Background Delayed diagnosis of HIV is a problem in both high and low prevalence areas. In Cornwall, the relatively low prevalence means that most general practitioners (GPs) have little or no experience in managing patients with HIV infection; they may be unfamiliar with indicator conditions and thus be unlikely to offer an HIV test.
Aims To see if simple correspondence and feedback regarding testing rates can lead to changes in practice.

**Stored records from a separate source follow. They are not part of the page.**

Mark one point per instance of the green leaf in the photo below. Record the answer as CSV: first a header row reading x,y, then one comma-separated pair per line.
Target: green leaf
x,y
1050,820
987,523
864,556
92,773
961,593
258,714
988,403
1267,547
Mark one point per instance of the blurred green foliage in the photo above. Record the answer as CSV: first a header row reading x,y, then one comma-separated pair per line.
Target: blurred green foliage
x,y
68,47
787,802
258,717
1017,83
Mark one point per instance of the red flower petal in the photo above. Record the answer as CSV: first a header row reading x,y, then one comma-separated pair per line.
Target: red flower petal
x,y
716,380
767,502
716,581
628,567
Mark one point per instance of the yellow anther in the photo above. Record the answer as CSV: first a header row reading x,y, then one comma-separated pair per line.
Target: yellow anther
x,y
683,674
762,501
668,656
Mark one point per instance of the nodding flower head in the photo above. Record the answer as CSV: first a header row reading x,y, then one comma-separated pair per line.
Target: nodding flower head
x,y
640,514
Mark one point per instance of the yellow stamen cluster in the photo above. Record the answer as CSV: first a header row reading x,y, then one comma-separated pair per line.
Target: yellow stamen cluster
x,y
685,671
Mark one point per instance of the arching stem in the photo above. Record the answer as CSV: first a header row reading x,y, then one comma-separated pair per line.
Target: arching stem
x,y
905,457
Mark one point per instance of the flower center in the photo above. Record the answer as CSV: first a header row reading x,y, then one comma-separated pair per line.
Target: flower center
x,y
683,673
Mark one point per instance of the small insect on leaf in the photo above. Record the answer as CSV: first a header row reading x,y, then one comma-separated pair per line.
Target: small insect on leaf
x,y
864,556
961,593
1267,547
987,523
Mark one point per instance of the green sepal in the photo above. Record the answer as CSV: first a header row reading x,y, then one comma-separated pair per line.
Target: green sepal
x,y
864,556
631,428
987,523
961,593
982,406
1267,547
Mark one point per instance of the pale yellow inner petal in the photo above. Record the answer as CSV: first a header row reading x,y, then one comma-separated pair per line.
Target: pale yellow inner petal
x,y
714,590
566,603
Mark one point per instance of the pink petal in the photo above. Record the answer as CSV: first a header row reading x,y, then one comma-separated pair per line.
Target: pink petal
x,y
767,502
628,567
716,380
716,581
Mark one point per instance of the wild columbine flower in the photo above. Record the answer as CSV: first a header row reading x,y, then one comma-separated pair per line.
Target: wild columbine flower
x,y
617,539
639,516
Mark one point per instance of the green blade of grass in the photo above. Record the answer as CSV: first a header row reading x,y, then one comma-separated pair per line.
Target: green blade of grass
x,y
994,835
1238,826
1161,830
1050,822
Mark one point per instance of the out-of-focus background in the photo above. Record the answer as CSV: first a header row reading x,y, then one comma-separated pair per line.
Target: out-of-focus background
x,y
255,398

Methods We compared testing rates before and after the intervention which comprised of a letter to all individual GPs attached to a PCT weekly communication e-bulletin sent July 2011. This highlighted recent local delayed HIV diagnoses, benefits of earlier testing and contact details of the sexual health clinic. We included an anonymised “ski-jump” graph showing ranked testing rates by practice, an invitation to GPs and practice managers to find out where their practice fell on the graph and the 2008 HIV testing guidelines, drawing attention to the table of indicator conditions.
Results Initial comparison of absolute numbers of tests and tests per head of practice population in GP practices in Cornwall during 2010 revealed large variation in testing rates between practices, from <0.5 tests per 1000 population to approximately 30 tests per 1000 population, with a total of 593 tests over 12 months. An interim analysis of HIV testing rates for the period April to September 2011 has shown an apparent increase in testing of 29% when projected for 12 months. Most practices showed increased rates of testing after the intervention.
Conclusion Our findings suggest that a simple targeted communication may result in increased testing in a low incident GP population. Monthly figures leading up to and following the intervention will be presented.